Venise n’est pas en Italie : pourquoi le tournage de ce film a-t-il été très compliqué ?

A l’occasion de la première diffusion en clair de la comédie intitulée Venise n’est pas en Italie dimanche 8 août 2021, à partir de 21h05 sur France 2, Télé Star vous dévoile pourquoi le tournage de ce film fut plutôt complexe.

Sorti au cinéma en 2019, le film intitulé Venise n’est pas en Italie, porté par Valérie Bonneton et Benoit Poelvoorde, sera diffusé pour la première fois en clair à la télévision française dimanche 8 août 2021, à partir de 21h05 sur France 2. Réalisée par Ivan Calbérac, cette comédie met en scène le personnage d’Émile, incarné à l’écran par Helie Thonnat. Âgé de 15 ans, ce lycéen assez doué vit dans une caravane avec ses parents, Bernard et Annie Chamodot, respectivement interprétés par Benoit Peolvoorde et Valérie Bonneton. Un jour, il rencontre et tombe amoureux de Pauline, la fille d’un chef d’orchestre de rang international incarnée par Luna Lou, qui est elle-même musicienne amateure.

Elle l’invite à venir la voir jouer à Venise pendant les vacances. Les parents d’Émile acceptent, mais décident de l’emmener avec la caravane. Comme son titre l’indique, le tournage de Venise n’est pas en Italie s’est déroulé en partie à Venise. Cependant, il ne fut pas simple pour la production de tourner dans cette cité. "La configuration de la ville oblige à transporter le matériel à bord de petites barges, peu rapides… Là, il fallait surtout de la patience ! Sur la place Saint-Marc, par exemple, nous n’avions le droit de tourner que de 7h à 9h du matin. Après, l’afflux de touristes n’est plus gérable. Et comme la ville est un véritable labyrinthe, on a même égaré Benoît pendant quelques heures", a révélé Ivan Calbérac lors de la promotion de cette comédie.
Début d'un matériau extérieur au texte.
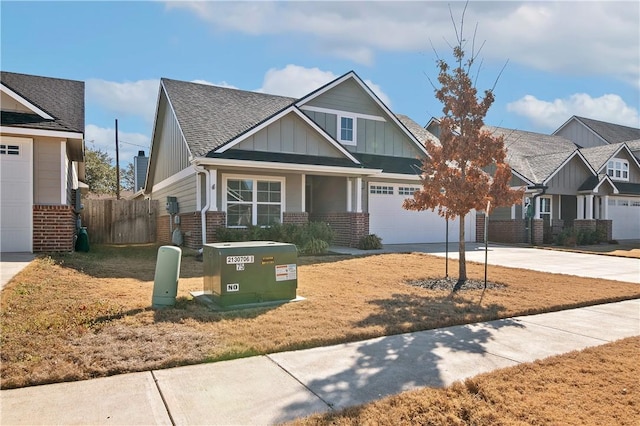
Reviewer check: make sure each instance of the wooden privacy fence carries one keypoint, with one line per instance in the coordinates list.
(120, 221)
Venise n’est pas en Italie : plusieurs changements entre le film et le roman originel

Par ailleurs, le tournage de Venise n’est pas en Italie a nécessité beaucoup de déplacements, sur des lieux différents, dont des aires d’autoroute impossibles à fermer pour les seuls besoins du film. Pour l’anecdote, Ivan Calbérac adapte ici sur grand écran son propre roman éponyme paru chez Flammarion en 2015. Celui-ci avait d’abord été adapté au théâtre avant de l’être au cinéma. Pour cette adaptation cinématographique, le cinéaste a cherché à se dégager le plus possible de la forme littéraire initiale de son oeuvre, du dialogue intérieur du héros, en limitant au maximum la voix-off. Le réalisateur a également rééquilibré le poids des personnages dans la narration, en glissant d’un récit centré sur un adolescent à l’histoire d’une famille, même si le personnage d’Émile en demeure le pivot.